Eszett

Shawn Steele Shawn.Steele at microsoft.com
Sat Jul 11 23:58:27 CEST 2009


I'm definitatly an individual now :)

> What do you mean by 99% linguistically equivalent? In the new German
> orthography, the difference between ß and ss is a very clear phonetic
> difference (long preceeding vowel for ß, short preceeding vowel for
> ss).

I agree completely that eszett is a letter and that the "new orthography" give clear and concise rules for when ss and ß are supposed to be used in German, in Germany since 1996.

In practice, how is fussball.de pronounced?  Of course that site likely picked ss instead of the correct spelling because ASCII didn't allow eszett.  I think most Germans would recognize ss instead of ß as a widely recognized alternate spelling of words using eszett.

IDN is attempting to support International domain names, hopefully consistently.

* Eszett has a long history of alternately being spelled with ss.  You even used to see "strasse" on some German street signs (yes, spelling reform has caused signs to be reprinted)

* What happens to a business with a pre-1996 spelling of its name?

* The IDN standard is, I believe, International.  A swiss user can type fussball.com and a german user type fußball.com.  Are we really taking the stand that the same word, in the same language, should go to a different place just because someone might confuse masse with maße?  We never promised all words would be registered.  I can't register "shift.com" for garmets, "shift.com" for a worker's overtime rights group, and "shift.com" for a moving organization.

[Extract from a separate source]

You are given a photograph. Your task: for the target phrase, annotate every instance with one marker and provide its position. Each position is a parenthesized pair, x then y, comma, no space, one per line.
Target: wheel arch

* Assuming that I want a german domain name, am I truely going to limit myself to the ß spelling?  I cannot imagine, whether I was masse.de or maße.de, not registering both names.  If nothing else, I may have swiss customers.

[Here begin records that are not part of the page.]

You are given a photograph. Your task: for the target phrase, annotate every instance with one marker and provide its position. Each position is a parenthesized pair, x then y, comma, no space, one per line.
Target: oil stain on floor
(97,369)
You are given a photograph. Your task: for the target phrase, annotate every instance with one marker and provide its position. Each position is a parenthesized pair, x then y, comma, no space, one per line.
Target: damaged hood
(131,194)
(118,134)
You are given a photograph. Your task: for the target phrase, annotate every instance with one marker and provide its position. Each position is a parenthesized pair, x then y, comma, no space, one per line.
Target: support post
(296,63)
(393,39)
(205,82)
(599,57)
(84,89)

* If everyone is going to "bundle" the names anyway, then why break 2003 just to force them to bundle.  Sure, the registrars may not prebundle the names, but as a user I certainly would.

* What happens to the existing ss names that should be spelled ß?  What happens when someone else beats fussball.de to fußball.de?  Are we going to force the registrars to pre-bundle or block those URLs?

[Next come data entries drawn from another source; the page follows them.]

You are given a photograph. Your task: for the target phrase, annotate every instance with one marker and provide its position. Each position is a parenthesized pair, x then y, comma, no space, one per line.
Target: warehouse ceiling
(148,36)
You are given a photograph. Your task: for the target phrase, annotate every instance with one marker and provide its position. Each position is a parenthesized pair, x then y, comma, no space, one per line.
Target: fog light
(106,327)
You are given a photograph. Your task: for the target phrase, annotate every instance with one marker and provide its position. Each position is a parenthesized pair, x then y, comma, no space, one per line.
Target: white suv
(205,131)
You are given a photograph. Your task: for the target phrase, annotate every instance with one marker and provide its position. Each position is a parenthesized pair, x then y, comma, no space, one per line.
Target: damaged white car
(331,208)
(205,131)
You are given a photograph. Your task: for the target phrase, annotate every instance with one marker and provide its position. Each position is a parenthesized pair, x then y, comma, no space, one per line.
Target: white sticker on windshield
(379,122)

Some of those points must be new points, or at least ignored points.  If nothing else the last question "how do we expect existing fußball mappings to be migrated" hasn't been answered that I'm aware of.

The goal of name services is to provide a pointer to a server.  IDNA2003 already allows that with ß.  Maße.de goes to a server.  It is nearly irrelevent that masse.de also goes to the same server since AAA.com for the auto club and AAA.com for my local plumbers also would go to the same server.  Same with "shift" or any English homograph.  It cannot possibly be a requirement that everyone get their perfect name.

Assuming that ß were allowed and someone wants to register "Maße.de", what would happen if it were already taken?  Worst case they'd say "bummer, I need a different name" and try again with something else.  Is that so bad?  It happens thousands of times a day in ASCII.  At this point it is pretty irrelevent whether they were blocked by masse.de or an existing maße.de.

The only problem I see with ß and IDNA2003 is that if I do a reverse DNS lookup on the name, then I end up with the non-standard (unless I'm swiss) spelling.  Still common enough that users can easily read it, but non-standard enough that spelling teachers would likely frown.  I am not at all sure that solving that reverse lookup/display problem is worth breaking IDNA2003 and confusing Swiss-German / German-German interoperability.

IDNA2003 "freaked out" with a minor bug in the Unicode normalization standard that caused a minor ambiguacy in character sequences that weren't even linguistically possible, in any language.  The response was to get Unicode to create Corrigendum #5 for UAX#15 because the breaking behavior was intolerable.  Yet breaking the behavior of IDNA2003 for an existing sequence that is commonly used (fußball.de) and valuable, at least to some users, is acceptable?

So, specific, new questions:
* Do we believe that users (or registrars) are NOT going to bundle these names anyway when getting new names?
* How is migration going to happen for users like fussball.de?
* Do we feel that there are going to be no Swiss-German/German-German interoperability issues because of this change?

-Shawn

Note: There was a question regarding ss and ß in comparisons.  Both Google and bing seem to return results for either spelling.  (I think the compare equal there, or else I was just getting lucky and keywords are added in both forms).